As a Capitalist I am also acutely aware of this Truth – the injured or ill man, the needy man, the indigent man, the man who yesterday or today was down on his luck or awash in unfortunate circumstances may very well tomorrow be the successful man, the profitable person, the businessman, a potential partner, or even a wealthy client or customer. Capitalism feeds itself in this way, as it should, for it is not a static and self-consuming economic system (when functioning properly and when properly applied) such as socialism, but a dynamic and vital system that continually makes millionaires of paupers, and sometimes paupers of the wealthy. Therefore as a Capitalist it is a reckless and entirely self-defeating act to ever senselessly waste vital and useful resources; especially much needed resources that perish quickly. Resources that could save and rebuild lives. Just to be honest to waste food is an entirely anti-Capitalistic idea because contrary to the current and popular misconception of Capitalism as a purely profit-driven (in the low sense of the term) and inhuman mechanism (it is definitely not) it is always actually an entirely voluntary exchange of free human motivations and drives seeking both best self-interest and the best self-interest of the other in commercial and social exchange. For if your client and customer always remains indigent and poor and ill and incapable then he is also too indigent and too poor and too incapable to purchase your own products and services. Especially your best products and services. In other words the poor client or customer is not a good client and customer, whereas the wealthy client and customer is a good client and customer (in a business and commercial sense). Therefore the Wise Capitalist seeks communal and mutual Profit, not just individual and personal Profit. The True and High Minded Capitalist is like the True and High-Minded Christian, he knows that the better off is the Other Person, then the better off is he himself. And it will always be that way. The profits lay in the margins of advantage between the Self and Other, not in the separating disadvantages between the self and the other.

Therefore my conclusions in this matter are that it is both a senseless and anti-Capitalistic act to dispose of and waste food such as my daughter’s employer and business owner does, and an immoral and un-Christian act to do so.

This is not even to mention the obverse of the equation: the possible enormous public relations advantages that might be gained by being widely known as a responsible, morally-driven, and socially beneficial company or corporation as well as a highly-profitable one, both now and in the future.

I am writing this article therefore, and this is far from all that might be said on the issue (as a matter of fact this might even become an Interactive Essay on the issue, and perhaps it should), so that currently operating companies and corporations can take a good and honest look at their own operations in this regard.
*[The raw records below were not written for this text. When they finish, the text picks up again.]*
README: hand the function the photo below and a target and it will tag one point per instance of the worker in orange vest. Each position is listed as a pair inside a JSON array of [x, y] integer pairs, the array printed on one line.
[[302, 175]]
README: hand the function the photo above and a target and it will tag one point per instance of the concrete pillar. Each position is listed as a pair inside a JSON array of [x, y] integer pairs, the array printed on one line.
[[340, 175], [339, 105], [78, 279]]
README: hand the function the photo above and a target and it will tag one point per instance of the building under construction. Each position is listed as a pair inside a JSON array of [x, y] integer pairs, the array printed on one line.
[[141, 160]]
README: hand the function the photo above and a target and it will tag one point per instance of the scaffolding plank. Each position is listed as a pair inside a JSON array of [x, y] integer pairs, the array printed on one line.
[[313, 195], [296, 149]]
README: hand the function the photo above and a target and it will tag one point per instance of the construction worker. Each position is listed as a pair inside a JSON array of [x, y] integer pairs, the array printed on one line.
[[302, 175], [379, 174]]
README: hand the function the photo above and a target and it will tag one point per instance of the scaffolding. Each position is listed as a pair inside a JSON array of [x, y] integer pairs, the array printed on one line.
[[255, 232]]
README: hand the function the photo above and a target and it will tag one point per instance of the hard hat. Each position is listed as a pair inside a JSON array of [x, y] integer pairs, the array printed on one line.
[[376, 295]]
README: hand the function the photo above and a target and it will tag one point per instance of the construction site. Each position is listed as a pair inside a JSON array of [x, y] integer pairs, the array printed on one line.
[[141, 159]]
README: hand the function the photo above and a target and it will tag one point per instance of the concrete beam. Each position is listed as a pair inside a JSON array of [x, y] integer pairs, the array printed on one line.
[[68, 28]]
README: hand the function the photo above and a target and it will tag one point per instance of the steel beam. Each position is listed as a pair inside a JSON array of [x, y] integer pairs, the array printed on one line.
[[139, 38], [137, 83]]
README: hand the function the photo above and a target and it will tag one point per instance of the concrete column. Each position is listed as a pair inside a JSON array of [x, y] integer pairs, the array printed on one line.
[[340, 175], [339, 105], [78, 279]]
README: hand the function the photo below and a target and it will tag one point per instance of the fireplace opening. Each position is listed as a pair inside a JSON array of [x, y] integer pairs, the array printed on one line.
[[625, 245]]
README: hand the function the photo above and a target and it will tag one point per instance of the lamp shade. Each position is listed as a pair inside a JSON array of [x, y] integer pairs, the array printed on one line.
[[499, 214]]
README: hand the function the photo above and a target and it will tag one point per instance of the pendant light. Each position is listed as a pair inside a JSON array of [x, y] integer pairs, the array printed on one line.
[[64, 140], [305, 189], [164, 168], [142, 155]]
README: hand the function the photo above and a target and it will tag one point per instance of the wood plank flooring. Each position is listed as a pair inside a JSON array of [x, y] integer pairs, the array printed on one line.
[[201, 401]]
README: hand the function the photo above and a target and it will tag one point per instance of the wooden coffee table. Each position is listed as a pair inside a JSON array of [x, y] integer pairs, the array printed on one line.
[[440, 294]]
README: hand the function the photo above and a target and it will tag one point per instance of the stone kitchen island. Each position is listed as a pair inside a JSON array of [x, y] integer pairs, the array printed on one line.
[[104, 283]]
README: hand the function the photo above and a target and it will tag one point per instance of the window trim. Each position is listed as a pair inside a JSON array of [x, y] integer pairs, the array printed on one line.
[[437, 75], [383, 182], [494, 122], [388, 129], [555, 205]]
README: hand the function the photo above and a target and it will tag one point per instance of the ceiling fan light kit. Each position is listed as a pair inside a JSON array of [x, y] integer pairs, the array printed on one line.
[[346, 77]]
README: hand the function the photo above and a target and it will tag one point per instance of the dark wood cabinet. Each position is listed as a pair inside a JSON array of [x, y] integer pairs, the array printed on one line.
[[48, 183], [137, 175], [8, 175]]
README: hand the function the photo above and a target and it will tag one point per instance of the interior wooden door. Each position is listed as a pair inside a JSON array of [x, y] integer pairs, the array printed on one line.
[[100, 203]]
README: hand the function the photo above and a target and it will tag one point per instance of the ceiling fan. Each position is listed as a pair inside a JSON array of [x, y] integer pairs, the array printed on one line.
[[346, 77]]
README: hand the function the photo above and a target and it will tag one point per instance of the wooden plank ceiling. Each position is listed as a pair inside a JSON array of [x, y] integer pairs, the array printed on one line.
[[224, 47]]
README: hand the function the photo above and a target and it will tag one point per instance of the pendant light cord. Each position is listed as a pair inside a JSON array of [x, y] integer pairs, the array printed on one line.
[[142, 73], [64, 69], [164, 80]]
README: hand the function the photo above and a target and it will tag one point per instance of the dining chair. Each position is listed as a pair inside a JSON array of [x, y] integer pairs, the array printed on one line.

Are you needlessly and senselessly wasting valuable customer, human, and property resources merely because you have a misguided conception of both Capitalism and Profit, or merely because you fear risk in making and developing your True and Foundational Profits?

Because if so then I say to you, my friend, “there are profits, and then there are Prophets of Profits.”

Be not a slave to mere profits, but rather a Great Prophet of High-Profits. And you will discover that as a result not only you, but the whole world will thrive.